The main vegetable garden is completely planted now -- so now it's down to weeding, watering and waiting! Here's what I've put in Bed #4:
- Pension Green Beans - Johnny's Select Seeds
- Purple Bush Beans - Burpee
- Calima Beans - Baker Creek Heirloom Seeds
The Calima beans are my go-to green bush bean every single year - I've grown them for 4 years straight and will continue as long as I can get them. They are the most beautifully straight, stringless beans I've ever grown. Reliable, and I highly recommend them.
This year I'm trying Hybrid Butternut Winter Squash (Metro F1 PMR), recommended by one of the garden/homestead bloggers that I follow, The Walden Effect.

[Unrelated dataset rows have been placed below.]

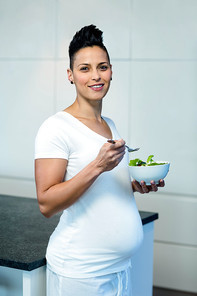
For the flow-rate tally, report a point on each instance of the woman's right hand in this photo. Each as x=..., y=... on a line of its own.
x=110, y=155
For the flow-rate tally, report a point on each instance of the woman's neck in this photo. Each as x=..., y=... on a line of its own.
x=88, y=110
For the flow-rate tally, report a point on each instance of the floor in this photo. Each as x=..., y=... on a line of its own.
x=166, y=292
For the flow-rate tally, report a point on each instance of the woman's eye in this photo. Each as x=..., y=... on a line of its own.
x=103, y=67
x=84, y=69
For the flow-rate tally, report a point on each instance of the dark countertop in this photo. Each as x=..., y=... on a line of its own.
x=25, y=232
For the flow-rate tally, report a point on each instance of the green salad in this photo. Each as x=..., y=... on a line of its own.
x=149, y=162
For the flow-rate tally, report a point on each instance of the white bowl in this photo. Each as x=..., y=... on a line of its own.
x=149, y=173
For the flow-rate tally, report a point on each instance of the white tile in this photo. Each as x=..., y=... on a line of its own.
x=163, y=118
x=27, y=91
x=116, y=102
x=112, y=17
x=175, y=267
x=164, y=29
x=65, y=92
x=177, y=217
x=27, y=28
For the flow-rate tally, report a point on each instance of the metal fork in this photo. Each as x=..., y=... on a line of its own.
x=128, y=148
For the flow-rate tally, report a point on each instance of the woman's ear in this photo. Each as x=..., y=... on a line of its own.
x=70, y=75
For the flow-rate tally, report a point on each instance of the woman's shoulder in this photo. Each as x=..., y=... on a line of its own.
x=54, y=120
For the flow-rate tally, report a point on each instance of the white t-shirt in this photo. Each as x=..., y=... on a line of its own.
x=99, y=233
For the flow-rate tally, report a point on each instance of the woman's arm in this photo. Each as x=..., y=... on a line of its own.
x=55, y=195
x=143, y=188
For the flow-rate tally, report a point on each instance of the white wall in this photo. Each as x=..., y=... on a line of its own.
x=153, y=48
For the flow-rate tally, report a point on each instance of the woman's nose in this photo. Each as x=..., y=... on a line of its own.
x=96, y=75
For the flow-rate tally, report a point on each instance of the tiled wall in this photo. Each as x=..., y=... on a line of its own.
x=164, y=121
x=153, y=48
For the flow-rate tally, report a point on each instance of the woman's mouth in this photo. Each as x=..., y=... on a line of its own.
x=97, y=87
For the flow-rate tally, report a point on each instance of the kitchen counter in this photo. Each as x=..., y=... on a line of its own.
x=25, y=233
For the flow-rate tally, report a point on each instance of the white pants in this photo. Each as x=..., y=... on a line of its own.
x=115, y=284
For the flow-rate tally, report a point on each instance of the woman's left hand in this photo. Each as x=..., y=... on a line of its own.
x=143, y=188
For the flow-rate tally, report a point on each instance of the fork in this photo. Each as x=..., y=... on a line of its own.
x=128, y=148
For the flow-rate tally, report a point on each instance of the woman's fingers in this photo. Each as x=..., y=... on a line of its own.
x=143, y=188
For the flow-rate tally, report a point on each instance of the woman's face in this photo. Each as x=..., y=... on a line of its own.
x=91, y=73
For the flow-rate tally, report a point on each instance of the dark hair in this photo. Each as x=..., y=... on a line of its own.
x=87, y=36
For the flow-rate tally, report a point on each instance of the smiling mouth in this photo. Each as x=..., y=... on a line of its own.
x=97, y=86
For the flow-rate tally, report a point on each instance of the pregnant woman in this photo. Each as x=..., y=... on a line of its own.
x=86, y=178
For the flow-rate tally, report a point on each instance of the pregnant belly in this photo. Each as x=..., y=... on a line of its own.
x=113, y=226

I've had sketchy results in the past, so hoping a better variety will help.
And finally four summer squash at the end of the bed:
- Benning's Green Tint - Southern Exposure Seed Exchange
- Round Zucchini - SeedsNow
- Desi Squash - Baker Creek Heirloom Seeds
- Butter Dish - Burpee
After the planting was done, John hooked up the automatic water system in this final bed, so now we're completely automatic! yea!

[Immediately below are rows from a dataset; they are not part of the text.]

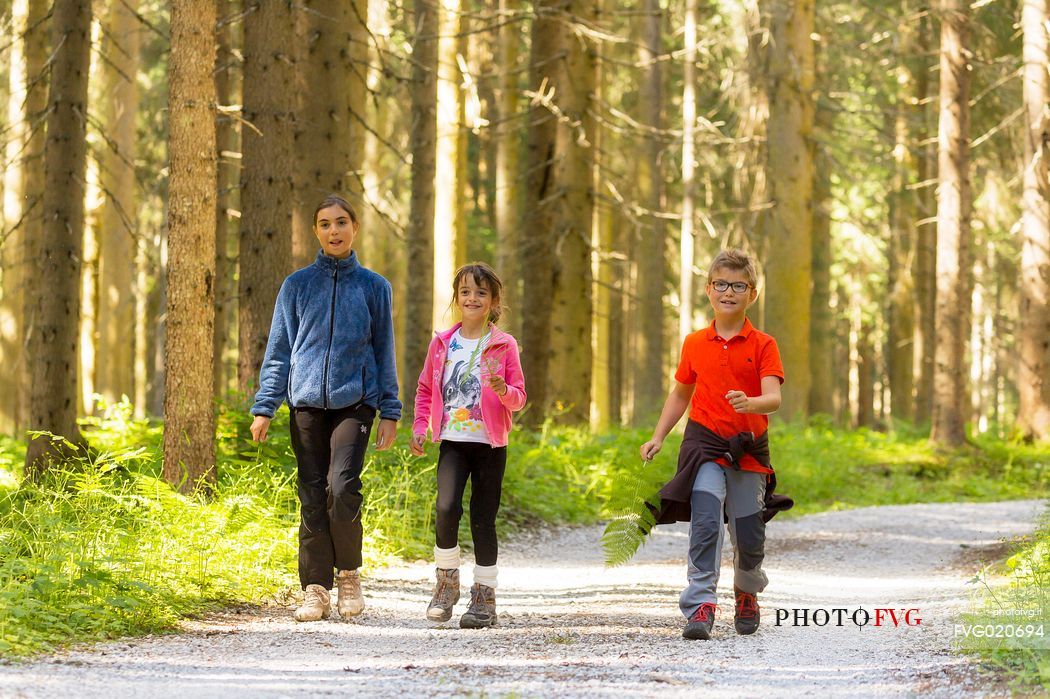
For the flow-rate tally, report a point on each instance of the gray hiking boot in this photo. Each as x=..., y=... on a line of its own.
x=445, y=595
x=482, y=611
x=316, y=605
x=350, y=601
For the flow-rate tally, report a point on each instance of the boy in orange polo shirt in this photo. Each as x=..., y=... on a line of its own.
x=729, y=378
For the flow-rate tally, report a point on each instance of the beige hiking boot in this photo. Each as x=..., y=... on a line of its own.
x=316, y=606
x=445, y=595
x=482, y=611
x=350, y=600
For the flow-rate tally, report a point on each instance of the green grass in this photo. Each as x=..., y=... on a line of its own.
x=104, y=548
x=1017, y=613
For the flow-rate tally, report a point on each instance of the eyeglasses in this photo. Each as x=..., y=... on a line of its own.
x=737, y=287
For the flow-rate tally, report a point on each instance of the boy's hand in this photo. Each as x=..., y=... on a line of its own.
x=260, y=425
x=650, y=449
x=417, y=444
x=739, y=401
x=385, y=435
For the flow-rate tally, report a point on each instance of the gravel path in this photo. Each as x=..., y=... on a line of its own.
x=569, y=627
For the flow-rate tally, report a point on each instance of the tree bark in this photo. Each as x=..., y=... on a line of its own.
x=652, y=275
x=789, y=225
x=118, y=230
x=508, y=211
x=189, y=430
x=266, y=177
x=228, y=91
x=419, y=235
x=1033, y=379
x=55, y=301
x=951, y=402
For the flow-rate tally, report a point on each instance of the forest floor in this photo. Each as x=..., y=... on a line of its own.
x=569, y=627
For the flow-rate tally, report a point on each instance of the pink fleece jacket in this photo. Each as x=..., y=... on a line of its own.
x=499, y=357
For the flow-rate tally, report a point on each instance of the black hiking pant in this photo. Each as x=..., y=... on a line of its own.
x=484, y=465
x=330, y=449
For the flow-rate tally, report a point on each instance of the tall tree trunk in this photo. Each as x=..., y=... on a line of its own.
x=55, y=302
x=953, y=246
x=560, y=202
x=822, y=320
x=652, y=275
x=924, y=271
x=447, y=184
x=267, y=197
x=228, y=92
x=329, y=141
x=789, y=227
x=687, y=241
x=113, y=371
x=903, y=214
x=13, y=259
x=419, y=235
x=1033, y=381
x=508, y=211
x=189, y=429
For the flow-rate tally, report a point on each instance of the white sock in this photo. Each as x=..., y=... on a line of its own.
x=447, y=558
x=485, y=575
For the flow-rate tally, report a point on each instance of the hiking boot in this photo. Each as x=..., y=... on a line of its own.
x=700, y=622
x=445, y=595
x=351, y=601
x=316, y=605
x=481, y=614
x=746, y=618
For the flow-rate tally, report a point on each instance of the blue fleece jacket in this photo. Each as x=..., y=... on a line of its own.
x=331, y=341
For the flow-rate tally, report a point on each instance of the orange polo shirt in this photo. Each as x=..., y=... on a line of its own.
x=717, y=366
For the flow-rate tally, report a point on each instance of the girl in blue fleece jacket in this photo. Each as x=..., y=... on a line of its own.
x=331, y=356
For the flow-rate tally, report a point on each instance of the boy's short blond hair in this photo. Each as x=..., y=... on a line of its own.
x=736, y=260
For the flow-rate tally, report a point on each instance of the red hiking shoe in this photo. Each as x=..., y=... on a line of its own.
x=700, y=622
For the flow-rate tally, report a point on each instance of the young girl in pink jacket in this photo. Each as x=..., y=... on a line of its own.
x=470, y=384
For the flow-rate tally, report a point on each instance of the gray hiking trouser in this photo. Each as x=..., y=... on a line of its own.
x=741, y=494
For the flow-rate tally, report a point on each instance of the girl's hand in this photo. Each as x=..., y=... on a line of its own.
x=385, y=433
x=260, y=425
x=739, y=401
x=651, y=448
x=497, y=383
x=417, y=444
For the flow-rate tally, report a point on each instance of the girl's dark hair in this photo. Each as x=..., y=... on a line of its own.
x=483, y=275
x=335, y=200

In other news, the Bak Choy is about ready to harvest, and I'm going to start some to fill in the blank spaces once these are gone. This is a fast growing veggie (not to mention delicious!)
Little tomatillo plant
The winter squash around the Squash House has sprouted!
Table Dainty squash, breaking ground!
Now that the veggies are done, I'm turning my attention to the annual flowers. First the morning glory pole. We grow this every year, and it's been quite a show in the past. I usually plant Heavenly Blue - a beautiful deep blue that just glows in the yard in the early morning. This year I'm adding a new pink mix - La Vie en Rose from Baker Creek Heirloom Seeds. I managed to get two plants started in the greenhouse, and then planted seeds all around them, saved seeds from our past plants plus the new one. We'll see how they do.
The greenhouse is empty now - I've moved everything out. The three tomato plants that were in there all winter are now out by the fence. They look like they've been shocked - I had to pull some of the branches out from small spaces where they had curled in to. It won't take long and they will recover and go crazy. Tomatoes are pretty resilient.